The life of Henry Jackson Van Dyke, Sr. tells more than the story of one individual. He was noted in the first part of his ministry as a conservative advocate of denominational particulars, a fierce opponent of abolitionism, and a loyal friend of the South. Late in his career, Van Dyke worked for a broad church where theological tolerance would reign. A graduate of Princeton Theological Seminary, Van Dyke began his clerical career as pastor of the New School Second Church in Bridgeton, New Jersey, formed by dissidents from the Old School First Church. In time he decided he was an Old School pastor after all and moved on to an Old School ministry at the First Presbyterian Church in Brooklyn, New York, where he served the balance of his long career. Van Dyke‘s conservative views put him in opposition to the Second Great Awakening of religious revivalism sweeping the U.S. at the time. These spiritual and political awakenings, which ultimately led to the abolitionist and suffragist movements, attempted to wring social change from scripture. In contrast, Van Dyke believed with all his heart - and for most of his life - that social change was not the mission of the church.

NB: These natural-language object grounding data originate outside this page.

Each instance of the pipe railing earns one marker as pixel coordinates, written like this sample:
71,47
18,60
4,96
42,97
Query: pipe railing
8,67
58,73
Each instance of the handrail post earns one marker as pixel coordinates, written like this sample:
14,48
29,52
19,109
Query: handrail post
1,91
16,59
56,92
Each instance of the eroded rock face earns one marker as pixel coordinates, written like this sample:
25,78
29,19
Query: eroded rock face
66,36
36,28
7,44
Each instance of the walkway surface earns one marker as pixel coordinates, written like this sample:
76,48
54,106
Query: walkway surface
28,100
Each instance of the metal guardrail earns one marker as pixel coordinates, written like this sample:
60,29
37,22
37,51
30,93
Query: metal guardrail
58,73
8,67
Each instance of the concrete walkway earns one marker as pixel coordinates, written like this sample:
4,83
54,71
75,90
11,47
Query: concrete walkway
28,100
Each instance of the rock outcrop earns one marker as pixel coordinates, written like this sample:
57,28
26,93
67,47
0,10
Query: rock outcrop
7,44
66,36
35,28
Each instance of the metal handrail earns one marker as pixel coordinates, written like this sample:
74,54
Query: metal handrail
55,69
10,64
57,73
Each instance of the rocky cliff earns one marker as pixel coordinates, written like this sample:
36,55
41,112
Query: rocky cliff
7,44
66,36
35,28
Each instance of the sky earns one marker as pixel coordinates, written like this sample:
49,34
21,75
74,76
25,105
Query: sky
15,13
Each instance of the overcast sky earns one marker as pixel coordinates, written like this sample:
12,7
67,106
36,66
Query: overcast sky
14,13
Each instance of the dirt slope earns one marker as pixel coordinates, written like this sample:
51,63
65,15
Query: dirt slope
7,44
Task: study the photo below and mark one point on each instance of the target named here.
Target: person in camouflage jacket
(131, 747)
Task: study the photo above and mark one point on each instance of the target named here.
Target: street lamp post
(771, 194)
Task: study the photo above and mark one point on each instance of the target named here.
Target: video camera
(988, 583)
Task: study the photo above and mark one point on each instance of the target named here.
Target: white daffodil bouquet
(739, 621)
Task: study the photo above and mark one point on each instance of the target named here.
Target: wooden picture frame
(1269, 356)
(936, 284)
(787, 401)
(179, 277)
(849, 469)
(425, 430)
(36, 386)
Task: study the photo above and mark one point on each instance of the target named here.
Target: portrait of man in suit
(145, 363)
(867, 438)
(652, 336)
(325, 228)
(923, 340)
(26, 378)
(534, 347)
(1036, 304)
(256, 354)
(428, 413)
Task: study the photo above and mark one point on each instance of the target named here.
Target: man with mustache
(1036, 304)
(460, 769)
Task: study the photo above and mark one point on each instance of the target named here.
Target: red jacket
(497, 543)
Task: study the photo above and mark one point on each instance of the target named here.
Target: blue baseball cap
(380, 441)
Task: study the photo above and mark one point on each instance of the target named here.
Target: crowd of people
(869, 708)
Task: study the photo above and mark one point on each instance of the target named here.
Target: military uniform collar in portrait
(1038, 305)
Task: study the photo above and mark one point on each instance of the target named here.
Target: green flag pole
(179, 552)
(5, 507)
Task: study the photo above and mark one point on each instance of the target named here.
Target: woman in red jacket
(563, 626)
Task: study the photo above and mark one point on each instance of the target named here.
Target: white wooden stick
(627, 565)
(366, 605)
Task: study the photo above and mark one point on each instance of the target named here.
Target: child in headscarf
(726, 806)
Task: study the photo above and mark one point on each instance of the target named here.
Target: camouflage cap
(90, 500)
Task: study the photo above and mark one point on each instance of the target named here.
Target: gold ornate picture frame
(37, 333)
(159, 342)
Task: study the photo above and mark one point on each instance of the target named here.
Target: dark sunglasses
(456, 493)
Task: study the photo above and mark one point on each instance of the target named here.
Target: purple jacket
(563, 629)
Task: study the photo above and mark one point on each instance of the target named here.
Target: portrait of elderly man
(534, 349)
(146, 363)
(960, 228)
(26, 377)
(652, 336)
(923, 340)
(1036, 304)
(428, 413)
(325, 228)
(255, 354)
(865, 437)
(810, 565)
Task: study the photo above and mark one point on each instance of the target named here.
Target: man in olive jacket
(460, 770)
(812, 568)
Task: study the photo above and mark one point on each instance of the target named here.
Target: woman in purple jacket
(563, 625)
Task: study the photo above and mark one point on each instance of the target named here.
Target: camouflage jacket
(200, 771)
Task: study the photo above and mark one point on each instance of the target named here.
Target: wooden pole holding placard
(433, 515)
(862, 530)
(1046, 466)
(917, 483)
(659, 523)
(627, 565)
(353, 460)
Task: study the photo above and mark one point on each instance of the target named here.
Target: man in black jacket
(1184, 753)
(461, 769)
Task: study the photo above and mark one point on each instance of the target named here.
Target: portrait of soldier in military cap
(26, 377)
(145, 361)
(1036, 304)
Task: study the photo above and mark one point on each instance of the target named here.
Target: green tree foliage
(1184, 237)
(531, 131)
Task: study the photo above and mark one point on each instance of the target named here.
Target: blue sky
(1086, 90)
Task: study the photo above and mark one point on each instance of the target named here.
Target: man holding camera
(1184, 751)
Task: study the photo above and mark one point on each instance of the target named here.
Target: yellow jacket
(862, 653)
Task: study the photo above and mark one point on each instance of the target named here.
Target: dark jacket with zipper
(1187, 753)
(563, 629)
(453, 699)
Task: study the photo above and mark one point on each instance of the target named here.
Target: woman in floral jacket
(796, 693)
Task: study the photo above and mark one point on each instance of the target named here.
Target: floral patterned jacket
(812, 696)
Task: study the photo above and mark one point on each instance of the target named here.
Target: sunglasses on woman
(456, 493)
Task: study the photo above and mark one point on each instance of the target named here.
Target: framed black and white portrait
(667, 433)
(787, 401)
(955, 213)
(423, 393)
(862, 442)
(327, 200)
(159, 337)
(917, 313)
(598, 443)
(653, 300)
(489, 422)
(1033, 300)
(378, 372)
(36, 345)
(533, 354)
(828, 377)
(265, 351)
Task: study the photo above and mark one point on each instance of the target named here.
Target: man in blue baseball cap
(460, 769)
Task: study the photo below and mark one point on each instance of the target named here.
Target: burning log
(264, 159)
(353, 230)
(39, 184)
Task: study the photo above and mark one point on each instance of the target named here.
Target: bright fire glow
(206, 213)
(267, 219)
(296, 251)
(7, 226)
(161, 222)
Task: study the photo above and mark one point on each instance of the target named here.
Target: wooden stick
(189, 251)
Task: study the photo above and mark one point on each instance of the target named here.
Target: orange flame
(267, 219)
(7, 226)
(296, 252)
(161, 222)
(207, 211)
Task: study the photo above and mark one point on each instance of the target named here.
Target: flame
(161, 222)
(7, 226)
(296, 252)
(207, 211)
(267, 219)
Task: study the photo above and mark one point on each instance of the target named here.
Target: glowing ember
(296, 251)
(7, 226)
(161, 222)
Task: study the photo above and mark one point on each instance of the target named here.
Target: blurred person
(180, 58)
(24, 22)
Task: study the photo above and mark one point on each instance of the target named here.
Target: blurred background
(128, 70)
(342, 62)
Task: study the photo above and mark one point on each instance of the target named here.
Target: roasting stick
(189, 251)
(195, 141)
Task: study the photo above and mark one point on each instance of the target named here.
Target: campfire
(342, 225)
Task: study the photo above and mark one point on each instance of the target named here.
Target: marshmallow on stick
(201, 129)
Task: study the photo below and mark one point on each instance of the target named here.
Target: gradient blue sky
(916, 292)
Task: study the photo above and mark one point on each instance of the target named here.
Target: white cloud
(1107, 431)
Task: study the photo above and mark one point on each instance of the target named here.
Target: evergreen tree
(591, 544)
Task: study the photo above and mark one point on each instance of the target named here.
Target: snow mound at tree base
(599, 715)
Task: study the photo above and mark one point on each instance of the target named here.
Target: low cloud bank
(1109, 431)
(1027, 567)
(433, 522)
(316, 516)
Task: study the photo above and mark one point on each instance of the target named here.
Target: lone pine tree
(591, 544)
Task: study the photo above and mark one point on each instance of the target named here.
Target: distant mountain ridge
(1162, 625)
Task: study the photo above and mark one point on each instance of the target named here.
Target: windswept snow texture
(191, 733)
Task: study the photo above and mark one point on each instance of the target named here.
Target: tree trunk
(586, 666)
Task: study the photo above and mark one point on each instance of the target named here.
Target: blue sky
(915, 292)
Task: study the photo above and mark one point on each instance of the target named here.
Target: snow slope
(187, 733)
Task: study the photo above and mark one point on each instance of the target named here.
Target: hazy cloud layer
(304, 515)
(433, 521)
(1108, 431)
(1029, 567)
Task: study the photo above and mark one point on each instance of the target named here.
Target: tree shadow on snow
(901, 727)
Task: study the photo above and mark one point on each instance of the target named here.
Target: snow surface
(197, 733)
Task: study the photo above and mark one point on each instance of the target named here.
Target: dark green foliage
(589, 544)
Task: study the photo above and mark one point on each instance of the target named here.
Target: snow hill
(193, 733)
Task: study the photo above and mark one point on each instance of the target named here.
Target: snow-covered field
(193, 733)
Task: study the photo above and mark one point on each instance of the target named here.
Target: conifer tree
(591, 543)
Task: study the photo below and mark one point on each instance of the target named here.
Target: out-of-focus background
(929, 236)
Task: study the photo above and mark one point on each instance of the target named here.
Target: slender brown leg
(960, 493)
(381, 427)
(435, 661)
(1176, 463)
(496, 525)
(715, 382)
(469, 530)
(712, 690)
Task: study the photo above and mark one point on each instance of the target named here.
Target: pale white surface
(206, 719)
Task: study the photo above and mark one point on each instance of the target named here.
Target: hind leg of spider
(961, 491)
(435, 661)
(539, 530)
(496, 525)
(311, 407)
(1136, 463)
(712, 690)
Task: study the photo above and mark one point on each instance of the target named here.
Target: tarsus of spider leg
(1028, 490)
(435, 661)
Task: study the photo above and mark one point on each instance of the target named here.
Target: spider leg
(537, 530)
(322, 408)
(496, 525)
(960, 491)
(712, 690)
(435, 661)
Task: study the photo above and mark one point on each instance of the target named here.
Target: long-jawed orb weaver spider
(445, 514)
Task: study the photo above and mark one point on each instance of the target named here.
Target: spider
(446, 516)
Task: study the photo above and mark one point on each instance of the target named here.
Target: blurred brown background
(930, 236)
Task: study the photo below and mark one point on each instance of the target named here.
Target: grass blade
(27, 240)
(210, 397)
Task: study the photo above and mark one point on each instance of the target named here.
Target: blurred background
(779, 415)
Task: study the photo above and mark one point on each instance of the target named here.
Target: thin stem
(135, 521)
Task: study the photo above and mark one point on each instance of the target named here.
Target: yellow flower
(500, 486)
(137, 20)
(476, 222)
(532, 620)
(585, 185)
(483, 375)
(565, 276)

The Lectures and Sermons collection reflects the extent to which Van Dyke‘s beliefs changed (in some cases greatly, in others not at all) during the course of his ministry. Perhaps his most famous sermon, delivered in 1860, excoriated abolitionism as “the chief cause of...the danger that threatens our country.” Muted for most of the Civil War, he nonetheless published a pamphlet in 1864 taking vigorous exception to the Emancipation Proclamation. Following the war, the American Presbyterian Church began a process of reconciliation - Old and New School, North and South. As a conservative with ties to Southern churches, Van Dyke played an important role in mediating the Presbyterian General Assembly dispute of the 1870s. By the end of his life, he was able to declare, “If we cannot have liberty and orthodoxy, let us have liberty and go without orthodoxy.” In Moorhead‘s words, he had become the “conservative apostle of a broad church.” All the sermons and lectures in the ProQuest collection have been microfilmed from Van Dyke‘s handwritten originals, including both outlines and complete texts. Together they help historical researchers trace the evolution of American Protestant thought during a century marked by disputes over the very concept of polity, both doctrinal and political.